I’ve been meditating for a week now, using Medito’s 30-day challenge. It’s been pretty great. For me, meditating can be difficult not because I’m easily distracted (I am, but not when I’m meditating), but because meditating tends to dredge up whatever energy I’m holding onto or trying to push away. So when I’m done I often feel melancholy or sad, which makes me feel like I’ve failed the meditation, which is trying to get me to acknowledge and let go of thoughts and emotions.
But lately I’ve come to realize that this is all part of the plan. Some things are easier to let go of while meditating, while others require some purging, so to speak. And lately I’ve been finding myself both feeling depressed and acknowledging my depression, almost as it from a third person perspective, which feels different than normal. Normally I feel bad about myself when I get depressed; now I am able to compartmentalize it, in a way. Not the right word — I give compassion to myself for how I am feeling.

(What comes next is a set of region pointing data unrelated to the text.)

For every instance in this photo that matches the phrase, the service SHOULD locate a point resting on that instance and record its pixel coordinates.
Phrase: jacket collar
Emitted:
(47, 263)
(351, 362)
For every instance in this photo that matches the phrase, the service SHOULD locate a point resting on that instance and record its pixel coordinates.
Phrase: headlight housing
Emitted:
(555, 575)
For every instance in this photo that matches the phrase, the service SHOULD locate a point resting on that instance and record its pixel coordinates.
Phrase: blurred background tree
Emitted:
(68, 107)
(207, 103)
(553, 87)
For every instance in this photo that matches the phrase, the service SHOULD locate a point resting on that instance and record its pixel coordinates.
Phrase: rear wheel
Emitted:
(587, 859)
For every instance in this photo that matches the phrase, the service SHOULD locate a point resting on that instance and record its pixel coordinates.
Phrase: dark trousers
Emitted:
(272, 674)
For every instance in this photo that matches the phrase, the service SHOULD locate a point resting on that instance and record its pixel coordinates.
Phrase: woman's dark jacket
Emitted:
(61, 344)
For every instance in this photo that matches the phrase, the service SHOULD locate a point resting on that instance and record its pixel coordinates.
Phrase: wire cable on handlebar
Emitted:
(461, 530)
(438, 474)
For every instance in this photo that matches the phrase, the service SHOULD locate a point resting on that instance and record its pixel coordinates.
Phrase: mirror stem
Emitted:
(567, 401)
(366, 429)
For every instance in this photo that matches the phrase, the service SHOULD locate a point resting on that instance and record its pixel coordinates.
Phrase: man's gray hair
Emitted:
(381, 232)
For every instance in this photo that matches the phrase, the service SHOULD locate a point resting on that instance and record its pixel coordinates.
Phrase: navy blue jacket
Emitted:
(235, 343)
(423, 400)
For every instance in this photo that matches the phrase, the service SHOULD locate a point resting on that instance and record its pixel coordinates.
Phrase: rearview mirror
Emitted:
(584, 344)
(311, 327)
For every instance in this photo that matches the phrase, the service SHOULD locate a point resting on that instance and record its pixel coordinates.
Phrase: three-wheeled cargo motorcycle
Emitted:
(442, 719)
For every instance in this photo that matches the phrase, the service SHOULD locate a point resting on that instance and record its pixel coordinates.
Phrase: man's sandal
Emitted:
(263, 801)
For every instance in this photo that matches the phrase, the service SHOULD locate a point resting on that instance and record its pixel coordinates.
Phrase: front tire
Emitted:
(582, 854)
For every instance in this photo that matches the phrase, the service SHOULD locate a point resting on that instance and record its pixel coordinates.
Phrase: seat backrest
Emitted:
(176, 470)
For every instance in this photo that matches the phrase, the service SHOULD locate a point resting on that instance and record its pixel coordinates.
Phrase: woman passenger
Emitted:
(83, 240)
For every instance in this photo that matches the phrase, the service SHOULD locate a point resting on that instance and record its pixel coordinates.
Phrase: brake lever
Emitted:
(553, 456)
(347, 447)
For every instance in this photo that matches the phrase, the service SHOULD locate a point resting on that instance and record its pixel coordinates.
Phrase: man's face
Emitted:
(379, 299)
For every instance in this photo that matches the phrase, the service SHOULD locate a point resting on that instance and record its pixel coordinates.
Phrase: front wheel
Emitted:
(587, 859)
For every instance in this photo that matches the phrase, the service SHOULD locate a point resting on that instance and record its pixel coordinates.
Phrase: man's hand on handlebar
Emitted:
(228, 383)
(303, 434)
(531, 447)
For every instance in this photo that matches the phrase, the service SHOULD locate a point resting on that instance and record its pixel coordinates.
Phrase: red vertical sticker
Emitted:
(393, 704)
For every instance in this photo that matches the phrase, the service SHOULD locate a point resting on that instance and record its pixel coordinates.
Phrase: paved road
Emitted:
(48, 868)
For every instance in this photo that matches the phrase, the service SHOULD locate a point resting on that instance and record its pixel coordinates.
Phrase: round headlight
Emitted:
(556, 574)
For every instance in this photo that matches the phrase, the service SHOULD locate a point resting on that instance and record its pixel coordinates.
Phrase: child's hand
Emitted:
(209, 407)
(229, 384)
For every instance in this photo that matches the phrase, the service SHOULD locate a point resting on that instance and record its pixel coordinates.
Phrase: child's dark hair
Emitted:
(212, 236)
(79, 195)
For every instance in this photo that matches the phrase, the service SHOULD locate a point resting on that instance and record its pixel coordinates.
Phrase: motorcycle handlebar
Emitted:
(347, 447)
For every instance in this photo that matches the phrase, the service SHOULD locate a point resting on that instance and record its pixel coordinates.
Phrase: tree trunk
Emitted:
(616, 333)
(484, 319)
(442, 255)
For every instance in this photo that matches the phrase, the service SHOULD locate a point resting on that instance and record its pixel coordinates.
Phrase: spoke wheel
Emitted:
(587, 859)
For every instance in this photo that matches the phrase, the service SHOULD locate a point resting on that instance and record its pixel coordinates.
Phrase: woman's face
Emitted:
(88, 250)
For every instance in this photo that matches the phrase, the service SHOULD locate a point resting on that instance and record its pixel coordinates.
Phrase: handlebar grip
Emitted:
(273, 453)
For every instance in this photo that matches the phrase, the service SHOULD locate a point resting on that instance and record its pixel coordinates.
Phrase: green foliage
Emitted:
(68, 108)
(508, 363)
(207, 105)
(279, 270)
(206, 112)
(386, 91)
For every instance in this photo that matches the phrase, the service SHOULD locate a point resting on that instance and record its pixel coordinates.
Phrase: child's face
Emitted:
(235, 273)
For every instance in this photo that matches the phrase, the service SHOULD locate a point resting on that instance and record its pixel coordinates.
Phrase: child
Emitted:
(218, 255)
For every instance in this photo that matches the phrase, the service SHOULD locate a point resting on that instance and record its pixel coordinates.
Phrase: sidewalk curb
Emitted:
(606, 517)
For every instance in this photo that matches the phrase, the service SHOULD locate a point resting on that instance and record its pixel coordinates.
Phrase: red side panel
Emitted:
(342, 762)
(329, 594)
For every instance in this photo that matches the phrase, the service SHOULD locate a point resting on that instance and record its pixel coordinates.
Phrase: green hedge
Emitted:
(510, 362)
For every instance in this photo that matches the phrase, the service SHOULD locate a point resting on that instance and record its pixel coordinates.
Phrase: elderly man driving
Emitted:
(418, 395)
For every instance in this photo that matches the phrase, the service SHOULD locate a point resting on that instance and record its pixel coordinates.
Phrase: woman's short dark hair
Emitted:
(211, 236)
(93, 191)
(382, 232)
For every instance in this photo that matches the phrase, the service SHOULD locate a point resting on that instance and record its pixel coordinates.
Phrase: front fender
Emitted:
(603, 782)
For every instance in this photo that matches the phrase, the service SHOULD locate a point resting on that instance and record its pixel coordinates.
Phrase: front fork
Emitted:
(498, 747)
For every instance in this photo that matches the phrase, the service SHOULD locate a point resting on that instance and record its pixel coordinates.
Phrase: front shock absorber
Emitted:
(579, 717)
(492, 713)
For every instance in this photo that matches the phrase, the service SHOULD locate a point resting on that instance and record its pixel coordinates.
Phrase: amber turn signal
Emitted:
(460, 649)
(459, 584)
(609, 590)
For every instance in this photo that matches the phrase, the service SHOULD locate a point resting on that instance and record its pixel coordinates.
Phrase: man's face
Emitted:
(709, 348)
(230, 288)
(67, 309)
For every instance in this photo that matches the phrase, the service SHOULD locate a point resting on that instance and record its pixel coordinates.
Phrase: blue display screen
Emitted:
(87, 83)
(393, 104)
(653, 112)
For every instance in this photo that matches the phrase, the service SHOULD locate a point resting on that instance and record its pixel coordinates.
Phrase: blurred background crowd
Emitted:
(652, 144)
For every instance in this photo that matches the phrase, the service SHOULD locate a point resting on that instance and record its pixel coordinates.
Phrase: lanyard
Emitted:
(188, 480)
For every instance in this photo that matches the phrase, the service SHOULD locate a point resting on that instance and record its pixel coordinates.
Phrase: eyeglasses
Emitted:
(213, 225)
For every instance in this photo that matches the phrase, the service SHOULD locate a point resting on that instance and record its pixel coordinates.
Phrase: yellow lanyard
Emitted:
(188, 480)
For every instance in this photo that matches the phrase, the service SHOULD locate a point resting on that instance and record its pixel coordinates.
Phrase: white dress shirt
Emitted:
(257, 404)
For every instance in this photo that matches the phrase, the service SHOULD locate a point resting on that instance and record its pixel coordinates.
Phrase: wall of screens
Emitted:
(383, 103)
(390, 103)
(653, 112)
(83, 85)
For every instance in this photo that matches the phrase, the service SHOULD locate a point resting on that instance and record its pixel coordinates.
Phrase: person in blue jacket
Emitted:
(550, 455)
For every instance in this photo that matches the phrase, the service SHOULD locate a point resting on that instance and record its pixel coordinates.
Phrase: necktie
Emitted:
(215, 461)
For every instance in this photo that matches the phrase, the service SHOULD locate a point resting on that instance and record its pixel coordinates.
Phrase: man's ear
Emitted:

After I meditate I write a little bit in a journal which is meant just for after meditation. It’s another one of those notebooks I’ve had forever (2016 in this case) but barely write in. Another acknowledgement: I have to stop buying notebooks. But I write how I feel or just whatever thoughts come to me, and then I write down three things that I’m grateful for. That part is the hardest, because for some reason I decided in my head that the three things have to be different each morning. A couple of days ago I realized I was doing that and very kindly told myself that they don’t have to be different things and, in fact, they could all be the same three things if that’s all I could think of. The idea is not to think about it or give that many rules to it; I only picked three things because it seemed more beneficial than one, but writing ten things every day sounded like a chore.
Anyway, the holidays always tend to make me depressed for reasons that go to the therapist, not to my blog. Suffice it to say, it’s nice to be able to acknowledge that without wallowing in it. I can’t say that every day will be like this, but it’s good to know that they do exist, and that the feeling of them will pass. My higher brain telling my lizard brain that things will be alright. It’s good.